The following is a special contribution to this blog by CCC Executive Council Member Mark D. Hill of the University of Wisconsin-Madison.
Internet-based services that we have all come to love (e.g., search, email, social networks, video/photo sharing) are all powered by large back-end data centers, designed and managed as large warehouse-scale computers. Emerging cloud computing workloads also use such warehouse-scale computers, making it even more important to understand and optimize this class of computer systems.
But until now, such warehouse-scale computers have (true to their name!) been big black boxes, with very little insight about detailed performance characteristics of deployments at scale: What is the nature of workloads that run on these large computers? How well are they served by the underlying microarchitecture of current processors? Where are the next opportunities for improving this important class of systems?

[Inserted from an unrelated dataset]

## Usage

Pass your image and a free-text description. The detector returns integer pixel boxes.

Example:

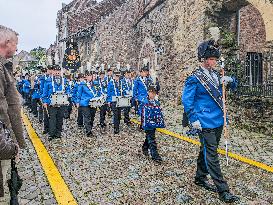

Engineers at Google, in collaboration with researchers at Harvard University, have recently presented some answers to these questions. Their recent paper at this summer’s International Symposium on Computer Architecture, titled “Profiling a warehouse-scale computer” presents results from a longitudinal study spanning tens of thousands of servers in actual Google data centers, examining detailed microarchitectural characteristics of thousands of different applications when serving live traffic across billions of user requests.
So, what did these researchers find? One key nugget is that Google workloads demonstrate significant diversity (that has been increasing over the years). Another is that they differ in some significant ways from the traditional SPEC benchmarks that we are used to seeing in common architectural studies. Notably, workloads running on the Google computer have significantly lower useful work (instructions per cycle) done on their processors than the typical SPEC benchmark, and also suffer from a significantly larger fraction of front-end pipeline pressure from instruction stalls.
The paper is also chock-full of other interesting nuggets of information, around other bottlenecks in the CPU pipeline and cache/memory hierarchies. Notably, while there are no significant hotspots at the individual workload level, across all the workloads at the warehouse-scale computer level, a few common low-level functions in the software stack account for nearly one third of the total cycles!
This paper is a great start, shedding light on some of the mysteries around large warehouse-scale computers in the wild, and the opportunities to optimize the software and hardware stack. But there is more to do. It is a great opportunity for our community to write the sequel.